# Conversation and Fun > Just Conversation >  Bush was on vacation... Ok whatever

## mrba

MM said in his 911 movie that Bush was on Vacation the whole first part of his term...  He featured Bush swinging a golf club after a statement he made...I found a wonderful allegory to that, and can't help but assert the notion that politicians are all the same.



http://www.drudgereport.com/kerryv.htm

----------


## chm2023

Allegory?

----------


## Steve Machol

Personally I consider running for President 'working for America' as well.  It's an unfortunatelfact of life that running for President is a full-time job and the campaigns last far longer than they should. I know that Republicans would love to not have Kerry campaign, but they'll just have to get used to it.

By the way, I don't recall the Dems making this a big issue when Dole ran for President.  Could be wrong.

----------


## Steve Machol

Actually I don't remember this but it looks like Sen. Dole eventually resigned from the Senate to run fulltime. It doesn't state at what point in the campaign he did this:

http://www.delcotimes.com/site/news....d=226958&rfi=6

Edit: He resigned in June:

http://encarta.msn.com/encyclopedia_.../Bob_Dole.html




> Dole resigned his Senate seat in June 1996 to devote his time exclusively to his presidential campaign.

----------


## mrba

I think the point the pictures make is that he is not campagning, he is vacationing when he should be voting...  

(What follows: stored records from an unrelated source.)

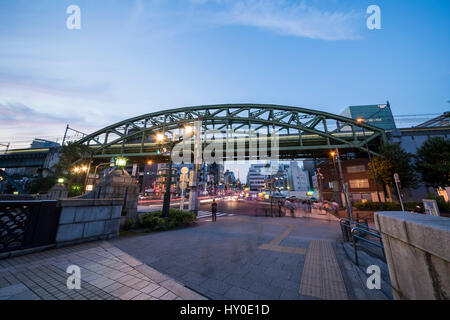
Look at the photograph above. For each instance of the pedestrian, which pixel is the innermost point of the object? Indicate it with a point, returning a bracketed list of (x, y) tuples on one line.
[(280, 205), (214, 210)]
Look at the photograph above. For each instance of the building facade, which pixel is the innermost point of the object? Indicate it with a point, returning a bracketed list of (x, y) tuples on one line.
[(356, 174)]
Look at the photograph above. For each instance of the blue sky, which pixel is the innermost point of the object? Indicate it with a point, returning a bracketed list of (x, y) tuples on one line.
[(136, 57)]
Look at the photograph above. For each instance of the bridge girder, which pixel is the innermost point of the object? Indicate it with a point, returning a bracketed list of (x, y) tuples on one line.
[(307, 130)]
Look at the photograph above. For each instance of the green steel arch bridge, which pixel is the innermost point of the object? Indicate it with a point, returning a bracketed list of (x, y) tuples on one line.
[(303, 133)]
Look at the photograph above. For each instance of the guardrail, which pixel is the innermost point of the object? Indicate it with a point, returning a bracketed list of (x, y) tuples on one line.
[(27, 224), (355, 231)]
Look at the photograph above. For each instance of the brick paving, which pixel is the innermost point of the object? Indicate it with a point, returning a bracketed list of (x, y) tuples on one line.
[(321, 277), (240, 257), (236, 257), (107, 273)]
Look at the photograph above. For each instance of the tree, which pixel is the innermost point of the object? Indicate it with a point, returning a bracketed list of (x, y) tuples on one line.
[(69, 154), (433, 162), (395, 160)]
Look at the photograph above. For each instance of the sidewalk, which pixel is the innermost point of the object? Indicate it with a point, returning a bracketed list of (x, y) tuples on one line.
[(107, 273)]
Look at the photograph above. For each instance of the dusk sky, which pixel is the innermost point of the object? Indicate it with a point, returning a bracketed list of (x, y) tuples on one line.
[(136, 57)]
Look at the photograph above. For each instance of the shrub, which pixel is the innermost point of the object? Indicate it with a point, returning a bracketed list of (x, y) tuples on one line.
[(128, 225), (442, 205), (153, 221), (176, 218)]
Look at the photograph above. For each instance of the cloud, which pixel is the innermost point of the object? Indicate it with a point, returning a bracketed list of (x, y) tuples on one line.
[(293, 19), (17, 113)]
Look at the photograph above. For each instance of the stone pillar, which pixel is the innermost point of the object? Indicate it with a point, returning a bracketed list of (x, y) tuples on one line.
[(57, 192), (118, 184)]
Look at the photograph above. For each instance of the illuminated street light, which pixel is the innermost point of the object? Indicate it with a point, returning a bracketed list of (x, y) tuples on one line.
[(160, 137), (188, 129), (121, 162)]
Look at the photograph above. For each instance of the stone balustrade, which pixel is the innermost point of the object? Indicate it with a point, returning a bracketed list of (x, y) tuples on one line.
[(417, 253), (88, 219)]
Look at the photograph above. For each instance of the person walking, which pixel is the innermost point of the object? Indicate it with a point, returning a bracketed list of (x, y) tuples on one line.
[(280, 205), (214, 210)]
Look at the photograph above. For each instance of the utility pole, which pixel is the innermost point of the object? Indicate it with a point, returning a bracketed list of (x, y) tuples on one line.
[(360, 120), (193, 202), (348, 203), (65, 135), (397, 183), (5, 145)]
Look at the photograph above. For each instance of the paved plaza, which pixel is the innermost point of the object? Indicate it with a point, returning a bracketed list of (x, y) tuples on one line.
[(107, 273), (237, 257)]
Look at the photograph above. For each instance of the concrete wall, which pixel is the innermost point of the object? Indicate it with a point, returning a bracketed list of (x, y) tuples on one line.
[(417, 253), (88, 219)]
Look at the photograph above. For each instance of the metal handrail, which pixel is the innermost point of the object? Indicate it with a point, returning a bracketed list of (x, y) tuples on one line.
[(357, 223), (346, 224)]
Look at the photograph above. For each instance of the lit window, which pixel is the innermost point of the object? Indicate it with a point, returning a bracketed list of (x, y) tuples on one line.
[(356, 169), (359, 183)]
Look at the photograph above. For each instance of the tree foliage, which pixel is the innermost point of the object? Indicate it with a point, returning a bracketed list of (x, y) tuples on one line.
[(433, 162), (70, 153), (395, 160)]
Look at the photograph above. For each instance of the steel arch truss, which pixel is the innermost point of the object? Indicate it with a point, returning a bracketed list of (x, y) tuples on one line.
[(300, 130)]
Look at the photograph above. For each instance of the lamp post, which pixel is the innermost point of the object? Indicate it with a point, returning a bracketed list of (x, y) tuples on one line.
[(360, 120), (348, 203), (169, 145)]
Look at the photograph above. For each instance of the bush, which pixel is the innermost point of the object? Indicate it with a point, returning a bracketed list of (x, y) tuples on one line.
[(177, 218), (128, 225), (153, 221), (442, 205)]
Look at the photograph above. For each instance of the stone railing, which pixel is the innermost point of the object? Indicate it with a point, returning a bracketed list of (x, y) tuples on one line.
[(88, 219), (417, 253)]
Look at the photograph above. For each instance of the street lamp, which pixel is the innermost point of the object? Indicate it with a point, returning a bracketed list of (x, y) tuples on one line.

Takes one to know one Mr. Moore.:finger:

----------


## mrba

> Actually I don't remember this but it looks like Sen. Dole eventually resigned from the Senate to run fulltime. It doesn't state at what point in the campaign he did this:


I think Steve makes a good point.  Should public offiicials resighn when running for a higher office during their current term?  I don't think they can execute their duties with dual responsibility.  They have enouph trouble with only one job!

----------


## Judy Canty

Perhaps we should do away with campaigns all together.  Let the convention delegates pick their representatives and then ask registered voters to cast ballots based upon their job performance.  Elected officials shouldn't get more vacation than the least among their constituents.  Nor should they get free postage or campaign money outside of what is available from federal funds.

Now about Presidential vacations, according to Yahoo News this is the most current data available:
George W. Bush- 250 days as of August 2003
William J. Clinton-152 days in 8 years
George H. W. Bush-543 days in 4 years
Ronald W. Reagan-335 in 8 years
James Carter-79 days in 4 years.

----------


## mrba

With respect to all of the presidents you listed, I would assume that Crawford Texas, has a red phone among other communications etc.  There is no way you are going to get me to believe that Bush made no executive desicions during his vacation, or any other president for that matter.

I would assume the White House follows all of them everywhere.

However, this does not counter my point with respect to Senator Kerry... Who's lack of presence is significant for him to execute his job.  He is not the President.  And furthurmore, if he can't be trusted to honor his obligations in the Senate, can we trust him to honor his presidential duties?

Sorry Judy. No points.

----------


## Jedi

> Allegory?


http://dictionary.reference.com/search?q=Allegory

----------


## mrba

:( Shut up mrba

----------


## Jedi

Oops, Broken link, here's a C&P

*al·le·go·ry*  ( P )  *Pronunciation Key*  (l-gôr, -gr)
_n._ _pl._ *al·le·go·ries* 

<LI type=a>The representation of abstract ideas or principles by characters, figures, or events in narrative, dramatic, or pictorial form.A story, picture, or play employing such representation. John Bunyan's _Pilgrim's Progress_ and Herman Melville's _Moby Dick_ are allegories.A symbolic representation: The blindfolded figure with scales is an allegory of justice.

----------


## mrba

:finger: Shut up again mrba

----------


## Jedi

MRBA, 

My post in no way was intended to question your definition of allegory, what you provided in your link was an acurate depictation of the definition. It was directed at the post from chm at the beginning of the thread. 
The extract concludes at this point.